Thank you ambivalent, i totally recovered by few hours the same night.i only notice i still make more typing errors than usual, slurred speech is totally gone today.strange thing it was only in italian, english not affected who knows...

i also thought about senolytic protocol which is 1g fisetin, 100mg delta tocotrienols, 100mg apigenin, 900mg quercetin, 1g ip6, liposomal curvumin and lipo vit C.i had it 3 days in a row and then switched to stemcell renewal

From senolytics i only get the usual big red lips probably herpes, nothing else bad.but of course we cannot rule out this made the effects especially if you or others noticed effects on ears or headaches.do we have any indication about time to recover after senolytics?

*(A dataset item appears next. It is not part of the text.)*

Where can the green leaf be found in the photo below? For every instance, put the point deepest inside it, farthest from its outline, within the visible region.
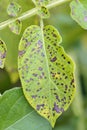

Another variable is the new c60 brand they say c60 is made in uk by another method without solvents and it is 99,99% pure
tmorrow i need to check how much i took from that bottle because i cannot remember exactly what happened.the box was still on the table when i got back home that night

Today i took carbonolivoil c60 99,95 and no bad effects from it at all, all as usual

Prostaphane is not a variable because i use 30mg also when i make stearic acid milk shake

Edited by lost69, 30 January 2019 - 02:53 AM.

[Graviton]

i got a severe rection to the protocol update2 ending up in ER, i did not use stearic acid but 30mg prostaphane because i had no time to prepare stearic acid.the reaction happened few minutes after taking c60 and it was an extremely acute labyrinthitis reaction.

 

i never had such a thing in my life, i could not move from my seat, not even lift the head for about 30min and vomited several times when trying to lift from my seat.i had BP checked from a family member during this crisis and it was 111/150 which is of course very unusual for me, my normal BP is 75-80/105-115

i had all labyrinthitis symptoms, plus slurred speach and strange mobility (arms did not move exactly the way i wanted), so we also suspected a TIA and got to ER for CT scan which showed nothing, MRI is booked for end of march

 

the symptoms of strange mobility/slurred speech, extreme sweating being cold, very high BP, cleared by 10-15min

 

after 30min i had a levopride injection from the doctor and labyrinthitis symptoms slowly cleared, very little slurred speech lasted 24 hrs (only family memebers could detect my speech was different) and i notice i have more typing errors today but nothing else

 

this past week i changed the side i take air during free style from right to using left breathing a lot.i never take air from left so i had some neck pains, just a little neck pains.so this could be the origin of this side effect but this happened sunday night out of no where (feeling good all day) and last time i swum was friday

 

the C60 used was a part from carbon60olivoil 99.95% purity which i use from at least 1 year or more (never had any issue) and tried 6ml carbon60oliveoil.uk 99.99% purity and then i had the bad reaction.i cannot be sure this 99.99% c60 made the crysis but everything happened after that so i wont be trying it again and will start making my own soon

What is your dose of C60 and how frequently do you take?

 

Have you had hypoglycemia or hyperventilation before?

Edited by Graviton, 30 January 2019 - 09:20 AM.